Rattner, Abraham
RATTNER, ABRAHAM
RATTNER, ABRAHAM (1893–1978), U.S. painter and sculptor. An expressionist artist who painted many biblical subjects imbued with subjective elements, Rattner was born in Poughkeepsie, New York, to Russian immigrant parents. He studied at George Washington University and the Corcoran School of Art in Washington, d.c., and attended the Pennsylvania Academy of Fine Arts in Philadelphia. His studies were interrupted by service in the army during World War i as a camouflage artist. Upon his return from war Rattner re-enrolled at the Pennsylvania Academy and soon won a fellowship to travel in Europe. After his travels, Rattner lived in Paris (1920–39), only returning to the United States because of Germany's invasion of France. While in Paris, Rattner received additional art instruction at École des Beaux-Arts, Grand Chaumière, and Académie Ranson. He had his first one-man show at the Galerie Bonjean in Paris (1935), from which the French government bought Card Party for the Louvre. At this time Rattner exhibited paintings influenced by Cubism and Futurism. Later that year Rattner had a one-man exhibition in New York at the Julien Levy Gallery, establishing the artist as a progenitor of the avant-garde in contrast to the Social Realist imagery popular in New York at the time. Much of Rattner's early work was abandoned when he hurriedly left France and was destroyed before the artist could return after the war.

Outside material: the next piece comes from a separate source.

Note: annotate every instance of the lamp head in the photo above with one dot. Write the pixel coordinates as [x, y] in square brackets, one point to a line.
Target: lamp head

Soon after settling in New York, Rattner toured the eastern and southern United States with Henry Miller in 1940. Their travels resulted in the book The Air-Conditioned Nightmare, with text by Miller and drawings by Rattner. Distraught by the war, Rattner responded with a series of Crucifixion paintings conceived in what would become known as his signature style. Descent from the Cross (1940, Art Institute of Chicago) shows a cubistically rendered Jesus helped down from a bright red cross by two geometrically delineated figures. The segmented figures, painted with exaggerated limbs and oversized features, are colorful in conception with thick black lines separating the juxtaposition of warm and cool hues. Many of Rattner's later paintings, which are often pictured in multiple versions of biblical themes – such as Moses, Ezekiel, and Job–employ a heavy paint application and stronger abstraction.
He designed mosaics and a tapestry column for Fair-mount Temple in Cleveland, Ohio (1957), and a stained-glass window, And God Said Let There Be Light, for the Chicago Loop Synagogue (1958). In 1968, Rattner exhibited his canvas Victory – Jerusalem the Golden (1967–68, collection unknown) to honor the celebration of Israel's 20th anniversary of independence. In 1969, he painted The Gallows of Baghdad series to protest the hanging of nine Jews in Iraq. Opened in 2002, the Leepa-Rattner Museum on the Tarpon Springs campus of St. Petersburg College contains the largest holdings of Rattner's work in the world.
bibliography:
A.S. Weller, Abraham Rattner (1956); A. Leepa, Abraham Rattner (1974); R. Henkes, The Spiritual Art of Abraham Rattner: In Search of Oneness (1998).